İptale konu 05.03.2019 tarihli 2019 yılı 1.Olağanüstü genel kurul toplantısında; sermayeyi teşkil eden tüm payların toplantıya iştirak ettiği, toplantını tek gündem maddesinin sermaye artışı olduğu, toplantı tutanağının 4 maddeden oluştuğu, sermaye artışının 3 nolu maddede görüşüldüğü ve karara bağlandığı diğer maddelerin icrai nitelikte olmadığı, 3 nolu karar ile 2.000.000 TL olan şirket sermayesinin 35.000.000 TL’ye çıkarılmasına ve artırılan 33.000.000 TL’nin 24.750.000 TL’sinin …’in şirketten olan alacağından karşılanmasına 8.250.000 TL’nin tamamının davacı … tarafından nakden 20.03.2019 tarihine kadar ödenmesine karar verildiği, davacının karara karşı oy kullanıp muhalefetini tutanağa yazdırdığı davanın toplantıyı izleyen üç ay içinde açıldığı görülmüştür.
Sermaye artışı ana sözleşme değişikliği öngörmekte olup TTK 421. maddesinde; ana sözleşmeyi değiştiren kararların şirket sermayesinin en az yarısının temsil edildiği toplantıda mevcut bulunan oyların çoğunluğu ile alınacağı belirtilmiştir. Davaya konu sermaye artışı kararının yasada belirtilen toplantı ve karar nisabına uygun olduğu görülmüştür.

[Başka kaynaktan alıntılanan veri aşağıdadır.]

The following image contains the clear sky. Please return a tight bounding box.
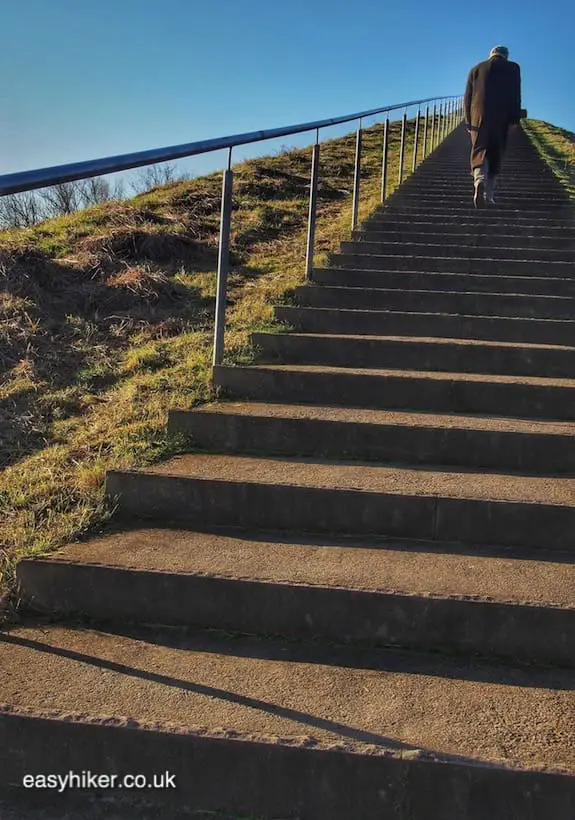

Davacı vekili sermaye artışının şirketin sermaye ihtiyacından ziyade müvekkilinin kar, tasfiye payı ve oy oranını azaltmak amacıyla yapıldığını, şirketin sermaye ihtiyacının iç kaynaklardan karşılanabilir olduğunu, TTK 344. madde hükmüne göre arttırılan sermayenin %25 genel kurul kararının ticaret siciline tescilden önce peşin, gerisinin ise tescili izleyen 24 ay içinde ödeneceğini, oysa ki davaya konu genel kurul kararında müvekkile 15 gün gibi kısa bir süre verildiğini bu yönü ile kararın kanun, esas sözleşme ve dürüstlük kuralına aykırı olduğunu belirterek sermaye artırımı hakkındaki genel kurul kararının iptaline karar verilmesini istemiştir.
Mahkememizin 18.12.2019 tarihli hükmünde; sermaye artırımına ilişkin genel kurul kararının karar tarihinden itibaren üç aylık sürede tescili zorunlu olduğu, davaya konu kararın ise bu sürede tescil edilmediği, tescil edilmeyen kararın kendiliğinden geçersiz hale geldiği gerekçesi ile esas hakkında karar verilmesine yer olmadığı kararı verilmiş ise de; kararın ticaret siciline tescil edilmediğine ilişkin Ankara Ticaret Sicil Müdürlüğünün 0511.2019 tarihi cevabi yazısının hatalı olduğu, Akara Ticaret Sicil Müdürlüğünün hükümden sonraki 31.01.2020 tarihli yazısı ile anlaşılmış olup davaya konu genel kurul kararının 22.05.2019 tarihinde tescil ve ilan edildiği belirtilmiştir.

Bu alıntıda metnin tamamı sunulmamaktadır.